Joint disease, which many of our pets develop as they age, can range from mild levels of pain with hardly any signs of discomfort to a severely debilitating condition affecting quality of life and even complete lameness.
Dogs are more susceptible to arthritis than cats and the larger dogs breeds are more likely to suffer than smaller breeds. However taking time to consider subtle changes in their habits and behaviour can help you assess their changing needs.
Signs of Joint Disease
Joint disease may present as altered gait, stiffness and exercise intolerance. You may notice your pet is more cautious when walking up and down stairs, is more reluctant to jump onto the windowsill, is finding getting into the car increasingly challenging and requires assistance. Some pets will walk by your side more or sit with you rather than explore their territory. There may be a reluctance to move to go out to toilet, start having accidents in the house or missing the litter tray. Over time muscle mass will reduce as the affected limbs are used less and less. Sometimes it is easy to put their slightly dull mental state and reduced enthusiasm for exercise down to their age rather than the chronic pain they are experiencing but there are many things we can do to help our pets.
Causes of Joint Disease: Some of the many reasons include:
Post fracture complications
Ligament, tendon or muscle disease
Developmental disorders such as hip/elbow dysplasia.
Cancers of the bone
Degenerative joint disease (osteoarthritis)
Inflammatory joint disease such as Lyme disease, rheumatoid arthritis
Degenerative spinal joint disease (intervertebral disc disease)

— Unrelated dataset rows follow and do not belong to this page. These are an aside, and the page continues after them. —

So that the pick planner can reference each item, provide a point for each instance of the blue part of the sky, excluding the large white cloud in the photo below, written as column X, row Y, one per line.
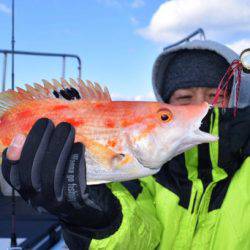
column 102, row 33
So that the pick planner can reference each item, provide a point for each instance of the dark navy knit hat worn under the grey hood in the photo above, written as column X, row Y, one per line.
column 192, row 68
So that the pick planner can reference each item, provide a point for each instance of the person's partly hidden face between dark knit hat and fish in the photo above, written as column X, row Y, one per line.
column 196, row 96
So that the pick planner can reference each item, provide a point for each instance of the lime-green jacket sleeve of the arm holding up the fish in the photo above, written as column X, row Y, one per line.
column 138, row 229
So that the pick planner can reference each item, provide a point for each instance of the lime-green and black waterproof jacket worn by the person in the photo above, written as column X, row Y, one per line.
column 199, row 200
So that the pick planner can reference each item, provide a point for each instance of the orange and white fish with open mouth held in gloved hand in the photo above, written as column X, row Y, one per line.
column 124, row 139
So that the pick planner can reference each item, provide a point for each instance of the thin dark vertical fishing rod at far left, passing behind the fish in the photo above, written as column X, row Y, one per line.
column 13, row 216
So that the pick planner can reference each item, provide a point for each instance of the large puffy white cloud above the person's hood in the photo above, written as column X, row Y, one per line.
column 221, row 20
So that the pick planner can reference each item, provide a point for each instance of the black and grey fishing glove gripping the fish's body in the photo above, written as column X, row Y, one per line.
column 51, row 176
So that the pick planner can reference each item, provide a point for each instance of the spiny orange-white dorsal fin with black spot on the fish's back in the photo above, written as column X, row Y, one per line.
column 63, row 89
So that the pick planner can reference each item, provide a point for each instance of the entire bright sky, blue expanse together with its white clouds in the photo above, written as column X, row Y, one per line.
column 117, row 40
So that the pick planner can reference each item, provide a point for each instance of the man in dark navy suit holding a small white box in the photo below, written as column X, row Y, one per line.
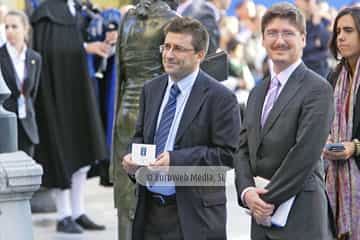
column 194, row 121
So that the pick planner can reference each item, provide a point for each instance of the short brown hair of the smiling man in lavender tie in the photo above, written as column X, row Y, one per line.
column 286, row 11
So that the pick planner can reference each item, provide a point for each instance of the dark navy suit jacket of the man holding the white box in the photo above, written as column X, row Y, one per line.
column 207, row 136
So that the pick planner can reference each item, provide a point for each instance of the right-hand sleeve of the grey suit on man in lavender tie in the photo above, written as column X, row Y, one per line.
column 313, row 129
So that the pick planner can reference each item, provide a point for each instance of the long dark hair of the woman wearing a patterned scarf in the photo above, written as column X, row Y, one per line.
column 354, row 12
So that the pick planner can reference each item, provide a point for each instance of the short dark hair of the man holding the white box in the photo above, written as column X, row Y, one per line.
column 190, row 26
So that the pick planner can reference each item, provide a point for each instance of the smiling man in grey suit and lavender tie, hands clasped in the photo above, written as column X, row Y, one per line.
column 286, row 124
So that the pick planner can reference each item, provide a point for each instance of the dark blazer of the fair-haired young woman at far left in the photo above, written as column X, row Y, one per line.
column 33, row 68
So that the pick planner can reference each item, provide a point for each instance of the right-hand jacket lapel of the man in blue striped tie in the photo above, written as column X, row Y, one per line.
column 193, row 104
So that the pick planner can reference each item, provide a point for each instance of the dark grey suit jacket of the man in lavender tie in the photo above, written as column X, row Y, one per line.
column 287, row 152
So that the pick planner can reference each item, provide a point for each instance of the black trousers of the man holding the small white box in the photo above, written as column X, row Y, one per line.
column 162, row 221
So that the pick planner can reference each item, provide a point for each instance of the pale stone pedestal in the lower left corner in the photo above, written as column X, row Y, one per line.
column 20, row 177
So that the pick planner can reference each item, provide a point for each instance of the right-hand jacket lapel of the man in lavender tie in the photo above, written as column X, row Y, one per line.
column 290, row 89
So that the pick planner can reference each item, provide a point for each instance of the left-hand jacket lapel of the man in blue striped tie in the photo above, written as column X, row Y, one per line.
column 157, row 94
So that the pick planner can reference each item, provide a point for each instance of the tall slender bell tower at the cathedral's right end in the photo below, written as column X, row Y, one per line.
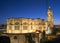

Ensure your pet maintains a lean figure to help reduce pressure on the painful areas. This is also important if you wish to reduce anaesthetic risk should surgery be necessary.
Regular controlled low impact exercise will help maintain muscle mass and encourage a good range of movement. Leash walking, swimming, slow jogging and going steadily up and down stairs are excellent exercises. Sudden jerking exercises such as chasing after a ball will only exacerbate the problem and cause excessive wear and tear on the joints. Physiotherapy can be used too as it builds up muscle mass which will support the joint.
In the Home
Mats and non-slip flooring prevents your pets from slipping and jarring themselves and ensures the limbs are placed with confidence and with equal weight distribution. For large dogs place the feeding bowls at a higher level to avoid the neck overstretching. With cats ensure you have a shallow litter tray to make getting in and out more easy. Padded bedding such as orthopaedic mats should be utilised and cold damp areas that will exacerbate arthritic signs should be avoided. Ramps for stairs and into car boots help, particularly with more severe cases, as do front or hind limb slings if necessary. Stair gates may be necessary if you need to restrict your dog’s access to upstairs areas of the house.
Pharmaceutical and Nutraceutical Aids
There are many products on the market which really can help keep your pet comfortable. In the early stages nutraceuticals containing glucosamine, chondroitin and green lipped mussel extracts may be enough. Mobility diets also contain these ingredients.
As the signs worsen it will become necessary to use one or a combination of prescription only medications to control the pain associated with arthritis. Discuss with your vet if a course of injections or daily oral medications are more suitable. In particularly severe cases corticosteroids or morphine-based drugs may be indicated. Three-monthly assessments are also important to ensure side effects are minimal and that the best protocol is in place to minimise your pet’s suffering.
Do not give human drugs such as asprin, paracetamol or ibuprofen products to your pet without consulting your veterinary surgeon first as they can cause organ failure.